Do ponto de vista financeiro e de marketing, também é uma oportunidade única para empresas que desejam expor suas marcas e atrair mercados em potencial. Um dos mercados que anseia com expectativa a Copa do Mundo é o de apostas esportivas, em crescente expansão.
No Brasil, as apostas ainda não estão totalmente legalizadas. Ainda assim, a procura
por casas de apostas com bonus sem depósito, por exemplo, tem feito o governo federal acelerar o processo de discussão em torno de um marco regulatório que viabilize uma segurança jurídica para empresas que querem atuar no Brasil, mas ainda têm receio de enfrentar problemas com a lei.
Atualmente, estima-se que quase 500 plataformas e sites de apostas esportivas online já estejam interagindo com os cidadãos brasileiros, em um marco que movimenta entre R$ 7 e 9 bilhões por ano. Apesar do montante ser alto, essas empresas estão todas sediadas no exterior, de modo que não há tributação ou geração de empregos para o Brasil.
Mas isso pode mudar em breve, a Copa do Mundo tem tudo a ver com isso. Segundo Gustavo Guimarães, responsável pela Secretaria de Avaliação e Loterias do Ministério da Economia, a liberação das apostas esportivas online deve acontecer antes do Mundial no Catar. A informação foi dada durante o painel "A nova era de patrocínios no futebol brasileiro", realizado na última semana em um encontro online.
Guimarães afirmou que o Brasil é um pólo competitivo no que diz respeito às apostas esportivas. Para ele, o país precisa aproveitar isso. “Temos um processo de apostas esportivas legal no Brasil, mas que depende de regulamentação. Sabíamos que a lei de 2018 precisava de ajustes, especialmente em relação à tributação. Hoje, o país se mostra competitivo nesse ponto e temos um terreno muito fértil para desenvolver bastante o setor”, afirmou.

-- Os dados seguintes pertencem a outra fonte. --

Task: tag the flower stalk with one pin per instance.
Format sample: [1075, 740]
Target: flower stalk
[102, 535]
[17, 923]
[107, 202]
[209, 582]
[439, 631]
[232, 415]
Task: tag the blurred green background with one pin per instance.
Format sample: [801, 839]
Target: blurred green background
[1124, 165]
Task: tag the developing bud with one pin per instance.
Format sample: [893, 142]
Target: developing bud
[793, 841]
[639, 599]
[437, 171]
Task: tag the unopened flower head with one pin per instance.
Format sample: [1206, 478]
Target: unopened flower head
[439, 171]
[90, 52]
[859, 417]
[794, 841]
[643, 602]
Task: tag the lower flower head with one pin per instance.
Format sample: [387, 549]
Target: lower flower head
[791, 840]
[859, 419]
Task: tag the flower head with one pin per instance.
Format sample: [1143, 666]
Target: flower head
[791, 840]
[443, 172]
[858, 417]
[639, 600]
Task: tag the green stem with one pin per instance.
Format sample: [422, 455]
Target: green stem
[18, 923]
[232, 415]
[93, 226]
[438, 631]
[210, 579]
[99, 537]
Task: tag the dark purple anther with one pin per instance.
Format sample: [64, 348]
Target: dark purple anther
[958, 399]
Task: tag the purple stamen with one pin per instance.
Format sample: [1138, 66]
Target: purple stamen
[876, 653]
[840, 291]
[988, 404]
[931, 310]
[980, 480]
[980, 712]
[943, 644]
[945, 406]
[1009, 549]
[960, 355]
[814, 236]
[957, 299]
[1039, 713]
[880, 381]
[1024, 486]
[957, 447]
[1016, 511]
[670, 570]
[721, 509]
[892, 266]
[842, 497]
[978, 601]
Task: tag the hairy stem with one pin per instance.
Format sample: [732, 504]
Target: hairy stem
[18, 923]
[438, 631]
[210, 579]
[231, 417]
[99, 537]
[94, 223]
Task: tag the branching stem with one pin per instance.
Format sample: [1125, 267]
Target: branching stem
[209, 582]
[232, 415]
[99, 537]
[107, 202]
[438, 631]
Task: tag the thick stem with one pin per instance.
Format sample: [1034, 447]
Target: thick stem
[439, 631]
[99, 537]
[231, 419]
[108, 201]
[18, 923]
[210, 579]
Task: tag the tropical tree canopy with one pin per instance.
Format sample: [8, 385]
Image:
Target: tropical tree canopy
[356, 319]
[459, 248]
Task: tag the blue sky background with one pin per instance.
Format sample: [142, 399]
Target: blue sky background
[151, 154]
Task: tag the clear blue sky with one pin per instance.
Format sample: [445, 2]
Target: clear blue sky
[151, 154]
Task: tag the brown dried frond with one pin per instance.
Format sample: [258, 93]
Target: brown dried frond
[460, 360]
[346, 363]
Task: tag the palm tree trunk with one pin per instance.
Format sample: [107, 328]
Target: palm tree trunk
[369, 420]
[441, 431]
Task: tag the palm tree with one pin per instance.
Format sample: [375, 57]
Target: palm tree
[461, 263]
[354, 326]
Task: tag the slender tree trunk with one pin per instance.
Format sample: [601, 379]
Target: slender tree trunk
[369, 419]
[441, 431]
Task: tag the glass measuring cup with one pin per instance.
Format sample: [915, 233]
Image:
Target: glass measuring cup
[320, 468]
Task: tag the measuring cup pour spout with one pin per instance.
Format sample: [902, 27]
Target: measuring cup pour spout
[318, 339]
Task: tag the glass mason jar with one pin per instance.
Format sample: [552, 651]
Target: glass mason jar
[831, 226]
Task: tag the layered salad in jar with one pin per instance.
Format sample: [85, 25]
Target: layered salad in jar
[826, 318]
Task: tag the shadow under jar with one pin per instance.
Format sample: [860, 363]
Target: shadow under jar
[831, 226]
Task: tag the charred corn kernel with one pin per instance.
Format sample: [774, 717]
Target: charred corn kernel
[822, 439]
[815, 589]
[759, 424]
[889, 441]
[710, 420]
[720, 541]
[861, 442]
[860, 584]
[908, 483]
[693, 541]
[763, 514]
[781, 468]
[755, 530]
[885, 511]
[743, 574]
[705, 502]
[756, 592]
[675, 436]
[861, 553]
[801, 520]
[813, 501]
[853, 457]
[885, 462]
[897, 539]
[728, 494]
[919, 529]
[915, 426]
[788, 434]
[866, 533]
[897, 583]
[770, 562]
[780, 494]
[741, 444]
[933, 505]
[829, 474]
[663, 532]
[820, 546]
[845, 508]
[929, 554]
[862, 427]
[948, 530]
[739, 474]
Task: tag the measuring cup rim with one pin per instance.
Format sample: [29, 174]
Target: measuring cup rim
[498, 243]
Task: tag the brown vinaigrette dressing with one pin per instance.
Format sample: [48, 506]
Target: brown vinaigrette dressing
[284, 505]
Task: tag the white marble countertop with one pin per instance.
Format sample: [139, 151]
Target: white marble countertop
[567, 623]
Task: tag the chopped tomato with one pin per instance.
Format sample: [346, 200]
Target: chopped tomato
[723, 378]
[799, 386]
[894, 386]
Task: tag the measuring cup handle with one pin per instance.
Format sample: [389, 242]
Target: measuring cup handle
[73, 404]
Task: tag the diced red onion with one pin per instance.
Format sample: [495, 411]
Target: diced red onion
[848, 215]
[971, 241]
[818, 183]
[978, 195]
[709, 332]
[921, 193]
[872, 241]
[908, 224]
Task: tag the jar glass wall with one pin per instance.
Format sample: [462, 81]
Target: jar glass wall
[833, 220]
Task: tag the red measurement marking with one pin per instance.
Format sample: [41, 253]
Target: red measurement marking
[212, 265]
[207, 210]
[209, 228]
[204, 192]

“Temos como meta entregar a regulamentação o mais rápido possível, sem esperar o prazo final. Queremos entregar bem antes do final de 2022 a regulamentação adequada para fomentar o setor de apostas esportivas. Vamos surpreender a todos em relação a isso. Teremos um ano de Copa do Mundo com muita luz para a atividade e isso será um marco da SECAP enquanto órgão regulador”, garantiu Guimarães.

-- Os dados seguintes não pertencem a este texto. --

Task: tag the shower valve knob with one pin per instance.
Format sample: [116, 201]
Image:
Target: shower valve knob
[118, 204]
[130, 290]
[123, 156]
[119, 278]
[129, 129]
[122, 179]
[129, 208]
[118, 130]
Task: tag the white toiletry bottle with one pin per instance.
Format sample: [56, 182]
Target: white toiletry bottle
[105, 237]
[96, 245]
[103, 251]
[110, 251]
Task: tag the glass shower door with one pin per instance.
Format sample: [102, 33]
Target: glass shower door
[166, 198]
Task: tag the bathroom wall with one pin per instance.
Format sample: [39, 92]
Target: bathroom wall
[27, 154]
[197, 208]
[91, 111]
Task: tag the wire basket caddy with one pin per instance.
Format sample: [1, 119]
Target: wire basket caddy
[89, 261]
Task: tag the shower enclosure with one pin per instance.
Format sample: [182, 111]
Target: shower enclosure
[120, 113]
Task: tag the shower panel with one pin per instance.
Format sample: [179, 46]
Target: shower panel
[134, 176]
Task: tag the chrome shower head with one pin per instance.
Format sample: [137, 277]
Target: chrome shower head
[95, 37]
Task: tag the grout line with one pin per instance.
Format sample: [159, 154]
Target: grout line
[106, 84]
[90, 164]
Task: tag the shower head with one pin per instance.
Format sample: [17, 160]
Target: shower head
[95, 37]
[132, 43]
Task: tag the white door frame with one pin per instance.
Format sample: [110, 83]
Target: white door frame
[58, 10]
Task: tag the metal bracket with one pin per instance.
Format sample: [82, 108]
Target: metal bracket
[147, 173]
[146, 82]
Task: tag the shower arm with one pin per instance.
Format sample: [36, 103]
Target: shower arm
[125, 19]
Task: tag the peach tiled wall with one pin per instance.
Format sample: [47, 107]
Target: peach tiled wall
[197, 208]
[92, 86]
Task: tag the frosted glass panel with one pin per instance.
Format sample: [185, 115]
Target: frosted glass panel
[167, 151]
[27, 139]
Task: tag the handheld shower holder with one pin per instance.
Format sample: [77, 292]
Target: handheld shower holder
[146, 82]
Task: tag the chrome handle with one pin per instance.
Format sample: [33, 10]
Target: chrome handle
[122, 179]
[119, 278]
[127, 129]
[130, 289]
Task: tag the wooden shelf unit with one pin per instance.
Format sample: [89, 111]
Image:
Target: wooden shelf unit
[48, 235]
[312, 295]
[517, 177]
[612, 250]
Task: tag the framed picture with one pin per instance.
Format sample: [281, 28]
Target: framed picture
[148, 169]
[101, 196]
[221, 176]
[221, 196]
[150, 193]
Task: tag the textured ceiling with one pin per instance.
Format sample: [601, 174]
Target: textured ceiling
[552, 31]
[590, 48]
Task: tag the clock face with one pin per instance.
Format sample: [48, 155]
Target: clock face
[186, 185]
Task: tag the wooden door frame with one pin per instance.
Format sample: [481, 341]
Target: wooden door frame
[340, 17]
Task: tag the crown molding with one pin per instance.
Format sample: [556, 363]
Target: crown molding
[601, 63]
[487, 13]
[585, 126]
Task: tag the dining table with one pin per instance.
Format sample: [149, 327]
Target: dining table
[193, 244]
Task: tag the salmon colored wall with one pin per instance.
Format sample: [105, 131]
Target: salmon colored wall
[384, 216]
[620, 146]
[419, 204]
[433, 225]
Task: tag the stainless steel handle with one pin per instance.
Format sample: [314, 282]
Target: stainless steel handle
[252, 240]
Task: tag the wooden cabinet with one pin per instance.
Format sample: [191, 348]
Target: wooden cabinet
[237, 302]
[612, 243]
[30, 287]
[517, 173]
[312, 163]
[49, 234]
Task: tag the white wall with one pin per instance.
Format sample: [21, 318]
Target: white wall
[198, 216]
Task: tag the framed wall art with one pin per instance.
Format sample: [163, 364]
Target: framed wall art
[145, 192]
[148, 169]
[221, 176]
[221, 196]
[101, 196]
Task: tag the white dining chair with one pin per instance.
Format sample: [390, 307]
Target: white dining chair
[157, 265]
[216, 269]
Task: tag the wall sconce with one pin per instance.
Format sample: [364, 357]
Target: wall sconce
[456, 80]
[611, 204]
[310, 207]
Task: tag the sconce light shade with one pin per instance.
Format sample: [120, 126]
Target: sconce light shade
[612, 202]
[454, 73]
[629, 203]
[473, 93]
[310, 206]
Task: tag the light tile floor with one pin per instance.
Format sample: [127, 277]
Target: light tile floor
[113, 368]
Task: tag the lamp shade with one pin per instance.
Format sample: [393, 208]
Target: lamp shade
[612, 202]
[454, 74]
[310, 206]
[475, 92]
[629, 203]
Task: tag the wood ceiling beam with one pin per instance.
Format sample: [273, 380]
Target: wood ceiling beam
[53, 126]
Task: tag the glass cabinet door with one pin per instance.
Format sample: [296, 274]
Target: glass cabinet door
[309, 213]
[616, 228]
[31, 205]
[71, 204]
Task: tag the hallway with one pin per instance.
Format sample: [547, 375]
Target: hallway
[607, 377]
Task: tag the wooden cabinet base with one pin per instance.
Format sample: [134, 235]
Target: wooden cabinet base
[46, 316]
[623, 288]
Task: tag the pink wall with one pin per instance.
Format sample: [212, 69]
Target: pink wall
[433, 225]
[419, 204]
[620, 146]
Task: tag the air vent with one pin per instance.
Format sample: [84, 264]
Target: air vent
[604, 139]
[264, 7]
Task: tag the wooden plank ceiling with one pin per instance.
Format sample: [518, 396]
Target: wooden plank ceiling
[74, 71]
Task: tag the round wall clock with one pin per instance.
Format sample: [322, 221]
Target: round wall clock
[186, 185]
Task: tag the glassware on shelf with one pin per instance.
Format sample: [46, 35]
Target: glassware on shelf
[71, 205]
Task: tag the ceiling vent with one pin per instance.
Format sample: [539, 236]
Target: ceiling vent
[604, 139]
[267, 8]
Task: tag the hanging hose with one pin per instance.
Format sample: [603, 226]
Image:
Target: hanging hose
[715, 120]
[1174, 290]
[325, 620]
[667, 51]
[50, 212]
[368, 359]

O secretário afirmou que a modalidade precisa de regulamentação segura e eficaz. Ele afirmou que o governo ainda desenha a melhor forma de garantir não só o crescimento do setor de apostas no Brasil, mas também uma forma de vincular as receitas obtidas no segmento com uma distribuição equânime para fortalecer políticas públicas e serviços sociais.

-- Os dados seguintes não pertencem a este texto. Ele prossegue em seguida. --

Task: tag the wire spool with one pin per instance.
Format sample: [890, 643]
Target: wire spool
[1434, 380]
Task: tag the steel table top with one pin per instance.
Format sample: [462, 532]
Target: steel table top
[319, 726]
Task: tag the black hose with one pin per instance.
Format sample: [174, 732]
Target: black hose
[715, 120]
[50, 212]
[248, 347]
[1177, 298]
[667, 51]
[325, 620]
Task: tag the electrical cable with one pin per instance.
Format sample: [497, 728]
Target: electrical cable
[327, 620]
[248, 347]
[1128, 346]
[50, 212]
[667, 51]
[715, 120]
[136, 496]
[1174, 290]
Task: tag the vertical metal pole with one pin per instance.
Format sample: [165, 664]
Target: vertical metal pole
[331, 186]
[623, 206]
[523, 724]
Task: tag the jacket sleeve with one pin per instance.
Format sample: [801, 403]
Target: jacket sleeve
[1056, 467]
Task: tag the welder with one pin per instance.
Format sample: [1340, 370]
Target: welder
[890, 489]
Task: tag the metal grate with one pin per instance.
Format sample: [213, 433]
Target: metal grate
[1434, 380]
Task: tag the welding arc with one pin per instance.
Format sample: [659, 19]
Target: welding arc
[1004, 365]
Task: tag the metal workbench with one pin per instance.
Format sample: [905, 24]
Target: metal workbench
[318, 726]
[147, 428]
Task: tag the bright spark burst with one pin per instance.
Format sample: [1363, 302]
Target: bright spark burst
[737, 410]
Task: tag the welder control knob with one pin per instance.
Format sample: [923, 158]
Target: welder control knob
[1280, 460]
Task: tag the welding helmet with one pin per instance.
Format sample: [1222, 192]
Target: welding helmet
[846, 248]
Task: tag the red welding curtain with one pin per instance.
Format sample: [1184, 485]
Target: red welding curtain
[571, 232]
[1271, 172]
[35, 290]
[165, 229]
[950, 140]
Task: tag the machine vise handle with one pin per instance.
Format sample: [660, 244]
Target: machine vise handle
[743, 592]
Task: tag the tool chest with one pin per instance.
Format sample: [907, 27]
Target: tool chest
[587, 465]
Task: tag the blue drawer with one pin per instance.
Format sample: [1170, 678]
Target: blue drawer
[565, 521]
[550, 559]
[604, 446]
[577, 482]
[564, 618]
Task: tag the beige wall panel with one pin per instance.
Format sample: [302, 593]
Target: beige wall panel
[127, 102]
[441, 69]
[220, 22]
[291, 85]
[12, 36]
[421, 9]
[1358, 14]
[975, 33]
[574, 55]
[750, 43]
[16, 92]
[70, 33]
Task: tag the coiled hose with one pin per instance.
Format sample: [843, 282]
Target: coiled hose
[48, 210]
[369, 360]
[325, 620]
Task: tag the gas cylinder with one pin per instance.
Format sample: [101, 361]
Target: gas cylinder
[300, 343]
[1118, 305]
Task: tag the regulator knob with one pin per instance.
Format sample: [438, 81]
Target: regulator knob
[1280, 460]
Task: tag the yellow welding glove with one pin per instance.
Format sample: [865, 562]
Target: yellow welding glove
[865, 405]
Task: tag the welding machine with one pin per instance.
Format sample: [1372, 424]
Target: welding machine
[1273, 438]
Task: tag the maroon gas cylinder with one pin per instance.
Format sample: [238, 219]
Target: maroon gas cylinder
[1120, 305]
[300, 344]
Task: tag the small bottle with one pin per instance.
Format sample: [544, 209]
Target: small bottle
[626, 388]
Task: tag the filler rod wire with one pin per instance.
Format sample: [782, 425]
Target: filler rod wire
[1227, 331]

“O retorno da regulamentação não será somente para o esporte e para as casas de apostas, mas também para as destinações sociais que a atividade irá gerar. Queremos criar o vínculo entre o crescimento do setor e a melhoria das finanças públicas e como os recursos serão direcionados para áreas que serão demandantes nos próximos anos. O preconceito ainda existe, mas é importante mostrarmos que a atividade é legal. Vamos regular e atrair, criando todo esse potencial que todos vocês mostraram aqui”, assinalou.
Atualmente, há um grupo de trabalho na Câmara dos Deputados discutindo a atualização do Marco Regulatório de Jogos. Um relatório final proposto pelo grupo de parlamentares será votado no plenário da Casa. Ainda não há data para que isso aconteça, mas a expectativa é que seja até o fim do ano, antes do recesso das festas de Natal e do Ano Novo.